As the Royal Commission into union corruption gets underway this week a number of figures say they are already facing inquiry, as details and evidence are leaked to the media.

Construction, Forestry, Mining and Energy Union (CFMEU) National Secretary Dave Noonan has indicated he believes the authorities behind the Commission are the ones leaking information.

He says he has asked the Australian Federal Police to investigate the possiblity of strategic leaks. 

Noonan says a recent report in Fairfax media outlet The Age twisted the facts into an allegation of corrupt conduct.

The Age ran a story claiming that Victorian CFMEU boss John Setka coerced Peter Chiavaroli, a developer on a project at the old Pentridge Prison in Melbourne, to hire his brother in law Anton Sucic in 2009 in an effort to bring more union influence to the site.

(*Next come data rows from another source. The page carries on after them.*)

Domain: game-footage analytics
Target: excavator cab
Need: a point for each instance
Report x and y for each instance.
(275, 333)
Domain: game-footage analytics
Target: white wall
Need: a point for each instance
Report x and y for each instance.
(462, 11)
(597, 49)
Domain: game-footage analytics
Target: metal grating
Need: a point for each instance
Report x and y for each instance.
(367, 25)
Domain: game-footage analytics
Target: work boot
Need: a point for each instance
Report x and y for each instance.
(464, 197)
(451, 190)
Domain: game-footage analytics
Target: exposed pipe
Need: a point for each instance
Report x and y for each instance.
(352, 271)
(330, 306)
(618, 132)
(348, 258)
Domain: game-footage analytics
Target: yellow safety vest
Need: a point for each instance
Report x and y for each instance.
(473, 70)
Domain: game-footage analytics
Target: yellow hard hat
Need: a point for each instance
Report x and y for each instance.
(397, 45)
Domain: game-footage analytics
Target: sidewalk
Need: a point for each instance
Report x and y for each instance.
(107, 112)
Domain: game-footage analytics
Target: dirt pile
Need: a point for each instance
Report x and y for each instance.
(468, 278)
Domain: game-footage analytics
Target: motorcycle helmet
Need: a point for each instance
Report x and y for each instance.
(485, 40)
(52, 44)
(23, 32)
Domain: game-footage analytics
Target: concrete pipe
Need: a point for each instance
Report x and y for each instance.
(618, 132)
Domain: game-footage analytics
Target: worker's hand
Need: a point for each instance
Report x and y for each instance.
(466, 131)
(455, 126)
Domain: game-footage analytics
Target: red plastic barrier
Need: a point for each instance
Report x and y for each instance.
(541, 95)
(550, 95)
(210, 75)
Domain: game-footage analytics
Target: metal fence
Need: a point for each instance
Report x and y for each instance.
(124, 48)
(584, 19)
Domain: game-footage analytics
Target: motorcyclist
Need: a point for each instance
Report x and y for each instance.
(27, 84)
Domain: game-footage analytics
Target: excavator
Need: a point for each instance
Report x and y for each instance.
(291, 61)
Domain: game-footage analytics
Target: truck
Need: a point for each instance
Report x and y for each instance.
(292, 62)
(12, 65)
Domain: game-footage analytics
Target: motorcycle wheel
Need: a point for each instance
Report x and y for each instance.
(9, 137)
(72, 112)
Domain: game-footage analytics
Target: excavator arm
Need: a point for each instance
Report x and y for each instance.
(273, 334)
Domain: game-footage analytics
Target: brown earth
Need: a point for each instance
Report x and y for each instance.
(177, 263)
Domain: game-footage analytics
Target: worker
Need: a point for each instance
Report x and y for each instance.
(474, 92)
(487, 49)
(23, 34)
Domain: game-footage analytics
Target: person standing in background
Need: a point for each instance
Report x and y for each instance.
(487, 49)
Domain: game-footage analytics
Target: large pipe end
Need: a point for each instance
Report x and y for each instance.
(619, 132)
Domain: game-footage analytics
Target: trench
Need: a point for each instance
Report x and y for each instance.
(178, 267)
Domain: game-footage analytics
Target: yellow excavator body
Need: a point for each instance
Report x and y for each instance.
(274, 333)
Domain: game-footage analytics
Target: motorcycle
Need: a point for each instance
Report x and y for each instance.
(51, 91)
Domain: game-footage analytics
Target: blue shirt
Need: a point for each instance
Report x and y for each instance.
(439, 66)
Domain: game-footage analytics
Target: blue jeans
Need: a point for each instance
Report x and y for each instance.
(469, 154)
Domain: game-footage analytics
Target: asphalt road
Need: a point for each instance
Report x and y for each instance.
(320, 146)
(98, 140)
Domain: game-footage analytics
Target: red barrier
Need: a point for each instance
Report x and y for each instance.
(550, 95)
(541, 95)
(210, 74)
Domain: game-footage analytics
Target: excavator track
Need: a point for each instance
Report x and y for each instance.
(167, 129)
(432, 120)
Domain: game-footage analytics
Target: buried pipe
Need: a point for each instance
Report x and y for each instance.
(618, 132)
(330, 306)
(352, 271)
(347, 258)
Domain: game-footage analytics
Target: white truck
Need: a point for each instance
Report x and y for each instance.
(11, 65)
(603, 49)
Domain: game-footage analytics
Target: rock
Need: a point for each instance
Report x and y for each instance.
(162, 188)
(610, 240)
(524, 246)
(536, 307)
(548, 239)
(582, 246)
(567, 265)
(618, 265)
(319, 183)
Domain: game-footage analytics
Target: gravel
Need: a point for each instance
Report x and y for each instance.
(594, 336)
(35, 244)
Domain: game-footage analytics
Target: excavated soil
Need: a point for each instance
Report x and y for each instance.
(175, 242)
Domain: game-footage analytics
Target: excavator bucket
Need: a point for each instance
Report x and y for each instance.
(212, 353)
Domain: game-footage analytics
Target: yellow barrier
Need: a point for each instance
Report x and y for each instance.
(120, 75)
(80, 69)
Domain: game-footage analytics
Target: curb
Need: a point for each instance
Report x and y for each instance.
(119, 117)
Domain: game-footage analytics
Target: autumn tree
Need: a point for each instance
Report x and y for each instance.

The reports claimed unions used backroom dealings to bully workers into joining, and pressured managers to get more non-members to sign up.

But Mr Noonan says Mr Sucic was hired because there had just been a fatality at the site, and he was the best person to keep the project safe and on target.

“I think it is certainly true that Mr Setka arranged for a job at the Pentridge site for Mr Sucic who is a friend of his,” Noonan said in an interview with the ABC.

“Mr Sucic is also an experienced construction worker with over 20 years’ experience, a registered builder and is trained in occupational health and safety.

“As The Age note only in passing, this followed the tragic death of a worker on the construction site at Pentridge. And this is a situation where the union has insisted that steps be taken to make what was a grossly unsafe site safe.

“It is astonishing in the video that I have just watched this morning [on the Fairfax Media website] that Mr Mackenzie from Fairfax appears to regard the death of the worker as of less significance than the fact that the union took steps to make the site safe.

“We make no apologies for that.”

Victoria’s Minister for Industrial Relations Robert Clark says the accusations, true or not, need to be played out as part of important inquiries into an industry rife with “criminal misconduct”.